I was speaking with a psychologist recently, who talked about how every single one of us must face the issue of self-reliance at some point in our lives. Often this confrontation happens due to an unforeseen event, like the early death of a parent, or perhaps when one first leaves home and goes out into the world, to college, or to get his/her first job.
It’s when you realize, when it comes right down to it, there is no backup, no one is going to rescue you from becoming a functioning, hopefully highly functioning adult, and no one can chart your life destiny but you. We do that one choice at a time.
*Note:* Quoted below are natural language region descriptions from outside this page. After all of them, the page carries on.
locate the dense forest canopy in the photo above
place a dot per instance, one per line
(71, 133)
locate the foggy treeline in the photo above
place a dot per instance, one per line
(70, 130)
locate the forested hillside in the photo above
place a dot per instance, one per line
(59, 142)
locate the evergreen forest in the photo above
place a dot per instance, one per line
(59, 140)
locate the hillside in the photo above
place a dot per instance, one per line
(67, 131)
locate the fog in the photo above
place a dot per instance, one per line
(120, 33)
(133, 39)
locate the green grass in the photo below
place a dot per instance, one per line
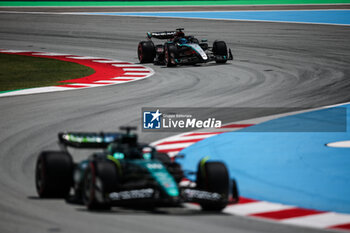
(166, 3)
(21, 72)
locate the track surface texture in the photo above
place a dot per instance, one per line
(277, 65)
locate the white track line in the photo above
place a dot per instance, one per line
(322, 220)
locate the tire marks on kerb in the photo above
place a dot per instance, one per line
(107, 72)
(280, 213)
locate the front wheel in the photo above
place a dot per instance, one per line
(220, 52)
(54, 174)
(170, 55)
(100, 180)
(213, 177)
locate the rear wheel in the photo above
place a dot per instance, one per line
(220, 51)
(100, 179)
(54, 174)
(213, 177)
(146, 52)
(170, 55)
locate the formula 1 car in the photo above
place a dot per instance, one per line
(127, 172)
(180, 49)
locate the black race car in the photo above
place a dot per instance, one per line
(127, 172)
(180, 49)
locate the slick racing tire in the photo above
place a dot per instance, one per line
(214, 177)
(54, 174)
(170, 55)
(220, 50)
(100, 179)
(146, 52)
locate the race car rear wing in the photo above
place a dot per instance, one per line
(87, 140)
(161, 35)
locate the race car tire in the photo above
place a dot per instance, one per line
(54, 174)
(162, 157)
(101, 178)
(220, 50)
(214, 177)
(235, 193)
(170, 55)
(146, 52)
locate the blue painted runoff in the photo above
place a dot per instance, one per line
(294, 168)
(341, 17)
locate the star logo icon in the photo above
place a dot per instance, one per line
(156, 115)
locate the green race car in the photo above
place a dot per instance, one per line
(127, 172)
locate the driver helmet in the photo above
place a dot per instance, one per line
(183, 41)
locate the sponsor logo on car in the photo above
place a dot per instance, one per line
(131, 194)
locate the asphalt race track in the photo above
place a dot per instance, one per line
(277, 65)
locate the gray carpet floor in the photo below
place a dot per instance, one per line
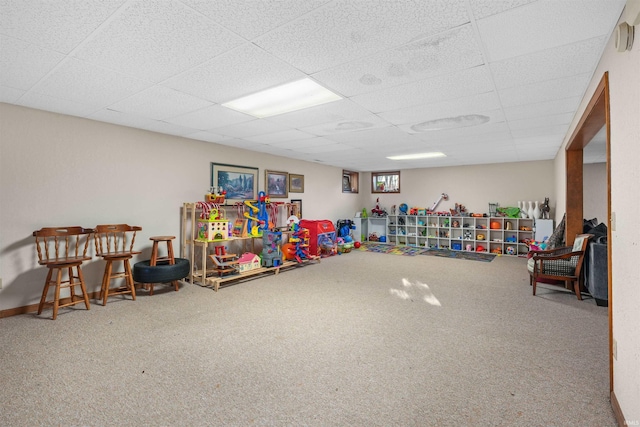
(360, 339)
Some individuals are protected from life’s vagaries for awhile longer—be in a marriage, when the other person carries the ball of providing for the family and protecting the other family members. As one man I know said once that there comes a day when you know that you, and only you, can ‘pull the wagon.’ These moments of realization, facing this truth, can be sobering, daunting, intimidating, and anxiety-producing.
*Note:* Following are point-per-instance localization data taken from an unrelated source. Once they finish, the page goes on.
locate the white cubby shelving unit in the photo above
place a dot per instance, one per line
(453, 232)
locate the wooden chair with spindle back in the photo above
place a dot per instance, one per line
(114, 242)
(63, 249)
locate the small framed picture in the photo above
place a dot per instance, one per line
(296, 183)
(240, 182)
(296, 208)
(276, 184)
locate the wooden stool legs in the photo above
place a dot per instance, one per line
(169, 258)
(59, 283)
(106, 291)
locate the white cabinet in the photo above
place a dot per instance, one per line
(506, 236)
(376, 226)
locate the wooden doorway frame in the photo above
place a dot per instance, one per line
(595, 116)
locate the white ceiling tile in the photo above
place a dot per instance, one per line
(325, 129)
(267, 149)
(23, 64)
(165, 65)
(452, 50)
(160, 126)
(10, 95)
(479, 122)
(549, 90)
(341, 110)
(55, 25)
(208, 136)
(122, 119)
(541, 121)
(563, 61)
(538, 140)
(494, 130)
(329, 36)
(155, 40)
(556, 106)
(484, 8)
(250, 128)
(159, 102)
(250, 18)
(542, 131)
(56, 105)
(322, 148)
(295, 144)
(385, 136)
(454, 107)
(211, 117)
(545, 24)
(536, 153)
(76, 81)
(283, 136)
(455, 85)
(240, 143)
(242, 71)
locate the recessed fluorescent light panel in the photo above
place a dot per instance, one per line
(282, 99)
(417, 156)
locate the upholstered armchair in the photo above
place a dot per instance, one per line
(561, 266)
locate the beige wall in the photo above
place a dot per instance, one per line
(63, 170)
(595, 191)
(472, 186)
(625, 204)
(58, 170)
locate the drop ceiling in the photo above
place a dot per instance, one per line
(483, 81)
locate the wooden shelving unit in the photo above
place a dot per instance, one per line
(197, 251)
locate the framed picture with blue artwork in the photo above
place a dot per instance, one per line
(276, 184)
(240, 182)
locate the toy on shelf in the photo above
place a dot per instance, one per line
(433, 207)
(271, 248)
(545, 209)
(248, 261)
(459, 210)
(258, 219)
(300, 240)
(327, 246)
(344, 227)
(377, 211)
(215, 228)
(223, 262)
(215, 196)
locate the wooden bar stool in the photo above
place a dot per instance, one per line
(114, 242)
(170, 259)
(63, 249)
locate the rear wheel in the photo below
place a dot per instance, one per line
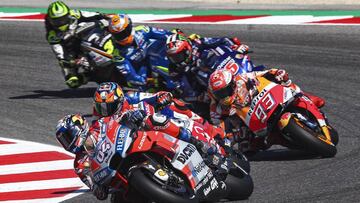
(334, 135)
(142, 181)
(307, 139)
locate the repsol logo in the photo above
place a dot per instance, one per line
(186, 153)
(256, 100)
(121, 139)
(224, 62)
(198, 168)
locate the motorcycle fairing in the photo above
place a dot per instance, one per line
(188, 160)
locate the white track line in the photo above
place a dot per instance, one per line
(36, 167)
(10, 149)
(41, 185)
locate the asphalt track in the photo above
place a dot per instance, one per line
(322, 60)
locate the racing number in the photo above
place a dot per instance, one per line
(102, 153)
(265, 105)
(109, 47)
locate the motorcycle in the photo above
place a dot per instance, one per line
(231, 60)
(145, 166)
(95, 54)
(283, 115)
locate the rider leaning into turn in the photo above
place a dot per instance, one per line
(75, 135)
(109, 100)
(60, 24)
(135, 53)
(193, 58)
(229, 92)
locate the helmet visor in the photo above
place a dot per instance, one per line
(123, 35)
(107, 109)
(224, 92)
(179, 58)
(61, 23)
(67, 137)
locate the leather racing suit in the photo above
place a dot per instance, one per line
(66, 47)
(144, 57)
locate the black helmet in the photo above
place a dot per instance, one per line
(59, 15)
If you’ve ever come to a moment like this, you know exactly what I mean. I’ve certainly faced such a moment when I knew that my marriage was over, and now I would be going on alone.
The good news about facing such a time in life is that on some level, you know you can make it. You now you can take care of yourself. And, incrementally, you make decisions and take action to become the emboldened you, the authentic you, the powerful you. And nothing is more satisfying than knowing, on a core level, that you can count on you—throughout the changes of life, be they economic, a process of aging, or relationships ending.
There is peace in that understanding…and strength…and hope. Even when the future seems uncertain. You know you will be there for you—you can, and will be able to, rely on yourself.
It’s a wonderful feeling. I hope you’ve experienced this already for yourself.